Listening to Classical Music Ameliorates Unilateral Neglect After Stroke.

Author: Tsai PL, Chen MC, Huang YT, Lin KC, Chen KL, Hsu YW.
Affiliation: Pei-Luen Tsai, PhD, OTR, is Lecturer, Department of Occupational Therapy, National Cheng Kung University, 1 University Road, East District, Tainan City 701 Taiwan;
Conference/Journal: Am J Occup Ther.
Date published: 2013 May/June
Other: Volume ID: 67 , Issue ID: 3 , Pages: 328-335 , Word Count: 156

OBJECTIVE. We determined whether listening to excerpts of classical music ameliorates unilateral neglect (UN) in stroke patients. METHOD. In this within-subject study, we recruited and separately tested 16 UN patients with a right-hemisphere stroke under three conditions within 1 wk. In each condition, participants were asked to complete three subtests of the Behavioral Inattention Test while listening to classical music, white noise, or nothing.
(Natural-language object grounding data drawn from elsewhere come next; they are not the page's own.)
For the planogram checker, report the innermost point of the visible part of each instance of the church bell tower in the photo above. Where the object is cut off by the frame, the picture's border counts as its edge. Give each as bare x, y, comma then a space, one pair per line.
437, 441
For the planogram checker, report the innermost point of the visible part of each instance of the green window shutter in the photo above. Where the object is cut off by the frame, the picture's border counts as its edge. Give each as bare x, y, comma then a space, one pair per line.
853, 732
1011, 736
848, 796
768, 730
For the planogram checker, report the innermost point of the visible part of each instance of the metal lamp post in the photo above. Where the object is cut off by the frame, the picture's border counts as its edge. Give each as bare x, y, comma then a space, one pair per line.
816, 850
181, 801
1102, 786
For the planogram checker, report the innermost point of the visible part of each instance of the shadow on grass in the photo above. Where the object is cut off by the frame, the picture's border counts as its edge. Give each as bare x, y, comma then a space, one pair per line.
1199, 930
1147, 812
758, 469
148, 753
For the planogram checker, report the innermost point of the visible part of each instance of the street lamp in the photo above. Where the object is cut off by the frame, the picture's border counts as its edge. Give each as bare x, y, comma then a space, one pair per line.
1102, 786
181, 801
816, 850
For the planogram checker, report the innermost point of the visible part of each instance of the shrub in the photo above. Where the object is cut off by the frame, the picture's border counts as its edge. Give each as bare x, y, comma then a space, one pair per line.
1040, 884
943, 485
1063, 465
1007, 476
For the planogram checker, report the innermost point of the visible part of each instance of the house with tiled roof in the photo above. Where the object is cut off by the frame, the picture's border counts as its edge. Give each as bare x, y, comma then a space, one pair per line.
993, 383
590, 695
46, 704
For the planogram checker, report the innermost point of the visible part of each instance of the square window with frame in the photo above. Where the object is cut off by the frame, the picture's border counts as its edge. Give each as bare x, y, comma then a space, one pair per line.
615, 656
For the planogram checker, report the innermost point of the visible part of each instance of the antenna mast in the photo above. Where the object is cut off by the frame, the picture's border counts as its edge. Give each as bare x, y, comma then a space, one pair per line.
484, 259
All conditions and the presentation of the tests were counterbalanced across participants. Visual analog scales were used to provide self-reported ratings of arousal and mood. RESULTS. Participants generally had the highest scores under the classical music condition and the lowest scores under the silence condition. In addition, most participants rated their arousal as highest after listening to classical music. CONCLUSION. Listening to classical music may improve visual attention in stroke patients with UN. Future research with larger study populations is necessary to validate these findings.